Es ist schon wieder einige Zeit nach meinem letzten Post vergangen und ich hatte nun genug Möglichkeiten mich mit der gelben Flunder, dem Nokia Lumia 1020, anzufreunden bzw. alle möglichen Features und „Äbs“ anzutesten. Mein Fazit mit den Worten eines norddeutschen Foto-Bloggers: Echt geiler Scheiss! Ich vermisse Android keinen Meter und konnte bis auf den immer noch eingeschränkteren App-Shop keine Nachteile für mich feststellen. Im Gegenteil, die Möglichkeit Daten sehr einfach mit meinen Windows-Rechnern auszutauschen, zu synchronisieren und beidseitig bearbeiten zu können ist herrlich und erleichtert den täglichen Umgang mit Terminen, ToDo-Listen, Kontakten enorm.
Nokia Lumia 1020 PureView mit „Nokia Camera“ App (2013) – Quelle: Nokia

 

Und wie fotografiert es sich mit der so hochgelobten 41-Mpx Kamera? Toll! Ok, man hat im Prinzip „nur“ ein 27mm Weitwinkel mit fester 2.2er Blende. Allerdings ist die Detailauflösung für ein Handy sensationell und die eff. 38/35Mpx lassen viel Spiel für Bildausschnitte und Nachbearbeitung. Den Hardcore-Fotografen stört sicher die durch die feste Blende gleichbleibend hohe Tiefenschärfe. Wenn man sich damit aber anfreunden kann, erhält man eine Kamera, die auch dank der hervorragenden „Nokia Camera“ App, Mittelklasse- und teilweise sogar Premium-Kompaktkameras in wenig nachsteht.
Hier ein paar „Testbilder“, welche das Potential der Kamera aufzeigen sollen:

Riegel - River view mobile version
„Landschaft“ im 16:9 Format
Garden Scene #3
„Makro“ durch 7Mpx. Auschnitt
Garden Scene
„Makro“ durch 10Mpx. Ausschnitt
Riegel - Old Brewery HDR
„Software HDR“ mittels Belichtungsreihe
Shining
„Stillleben“ mit Cross-Entwicklung (23MPx. Ausschnitt)
'Vorderösterreich' Museum„Architektur“ in 4:3 (35MPx. Ausschnitt)

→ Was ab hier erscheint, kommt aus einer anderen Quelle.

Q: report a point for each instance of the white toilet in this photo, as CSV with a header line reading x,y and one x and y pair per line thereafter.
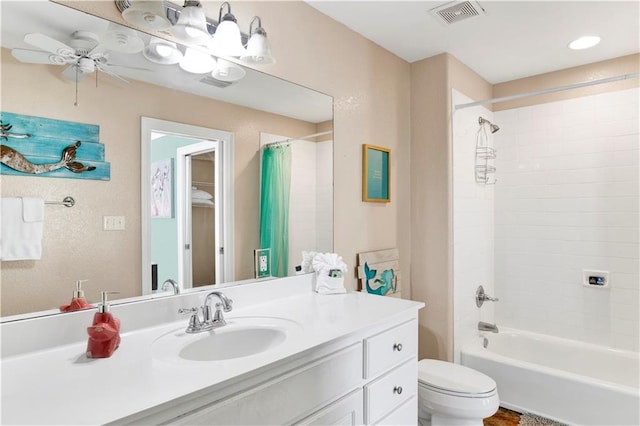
x,y
452,394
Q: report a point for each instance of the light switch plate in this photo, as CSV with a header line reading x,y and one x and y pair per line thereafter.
x,y
113,223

 Ich denke die gezeigten Bilder sind für eine Handy-Kamera durchaus brauchbar. Natürlich muss man mit ein paar Einschränkungen leben. Der Dynamik-Umfang und das Rauschverhalten sind sicher nicht so gut, wie bei einer Premium-Kompakten. Dennoch geht Nokia’s Rechnung auf, die Fülle an verfügbaren Pixeln geschickt zu einem kleineren Endbild zu verrechnen, das den Bildergebnissen anderer Handys deutlich überlegen ist. Das deutliche Mehr an Bildqualität wird ab nächstes Jahr wahrscheinlich weiter ausgebaut, wenn Nokia für das Lumia 1020 auch das Speichern von RAW-Dateien ermöglicht und die JPG-Engine weiter verbessert. Erste Beispiele im Netz zeigen schon jetzt das zu erwartende Potential bei der Weiterverarbeitung.